MICHAEL SZAJENKO, Warren, Mich.
Why is it that as an avid reader of SI, I am thoroughly familiar with the likes of Latrell Sprewell, Albert Belle and Lawrence Phillips, but until his tragic death, I had never even heard of Brandon Burlsworth? With his remarkable skill and outstanding attitude, Burlsworth deserved to have been a media favorite for years. If there are more athletes like him out there, please find them soon and let the world know of their existence.

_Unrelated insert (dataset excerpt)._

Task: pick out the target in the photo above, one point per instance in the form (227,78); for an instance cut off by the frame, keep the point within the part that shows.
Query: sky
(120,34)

DAVE COOLEY, Lake Lotawana, Mo.
Growing up 70 miles north of Pittsburgh, I had the pleasure of watching Bubby Brister groom himself to be a top NFL quarterback (Hard Driver, June 28). I never thought Bubby was washed up. I do want to make another point. As everyone knows, in football you have to wear a helmet. As I look at the first photo in the article, I can only hope the "free-spirited" Brister is smart enough to start wearing a helmet when he's driving his all-terrain vehicle.
MARK ROWAN, Pittston, Pa.
The Great Barrier Beef
Emanuel Yarbrough's agent has it figured all wrong (SCORECARD, June 28). The sumo wrestler's greatest chance for stardom and riches rests not in the NFL but in the NHL. Can you imagine a 728-pound goaltender? Defensemen would not be needed. Surely Yarbrough would be the first unscored-upon goalie in league history.
KARL SVATEK, Wauwatosa, Wis.
It was gratifying to see recognition given to trainers (SCORECARD, June 28). A pro team trainer's day typically starts at 5:30 a.m. and stretches into the evening. A college-student trainer has it even tougher. He or she works long hours, is expected to get positive results rehabilitating injuries and must maintain a solid average in courses like anatomy, physiology and neurological-muscular development.
JIM REYNOLDS, Boise, Idaho
I couldn't believe the quotes from J.D. Drew about merely wanting to play ball (INSIDE BASEBALL, June 28). Are we to forget that this is the same player who, without having had one major league at bat, held up the Philadelphia Phillies for a year in contract negotiations, demanding a record signing bonus of about $10 million before reentering the draft the following year? I don't care how good a player he becomes; he's the epitome of what's wrong with sports today.
TOM MCCLURE, Cherry Hill, N.J.
The Winter Classic?
The dilemma of Milwaukee Brewers catcher David Nilsson—whether to play for Australia at the Sydney Olympics—made me wonder why baseball isn't a Winter Olympics sport (Another Home Run? July 5). Since basketball is included in the summer games, why can't baseball be featured indoors during its off-season? Major leaguers could represent their countries in a true World Series. Imagine the excitement that would be generated when Pedro Martinez of the Dominican Republic faced Mark McGwire of the U.S. with the gold medal on the line!
JESSE BERKOWITZ, Fairfield, Iowa
Loud and Clear
Rick Reilly's Get the Message? was a wake-up call to this married stay-at-home mother of three boys (THE LIFE OF REILLY, June 21). We don't own video games, and all of our computer games are either sports related or educational. However, we are Sacramento Kings fans, and we thought that Chris Webber's knockdown of John Stockton was very cool. We are raising our sons to respect all people and that violence is not the way to solve life's problems. I'm now asking myself why we accept violence as a part of sports. I fear our support of the Kings and excitement over their advancement to the playoffs clouded our better judgment. I think I got the message Rick. Thank you.
I must have been taking my nap when the rule was published that athletes were supposed to be saints. Darryl Strawberry didn't decide to start doing drugs once he realized kids admired him, and Mike Tyson didn't survive in New York City by making crumpets for other children. I'm not sure where Reilly thinks these kids grew up, but I'd sure like his seats the next time Webber's Kings go against Spree's Knicks if he's too scared to watch.
ERIC M. JAFFE, Potomac, Md.
Who Is That Man?
It was a thrill to see the picture of Marion Motley in your July 5th issue (SCORECARD). The reason? The man trying to tackle him in the picture is my father, Gail Bruce. After this picture was snapped, Motley dragged my father 30 more yards. My father did not let go, but he later said that he would have felt more comfortable tackling a freight train than Motley.
ELIZABETH GREGORY, Arroyo Grande, Calif.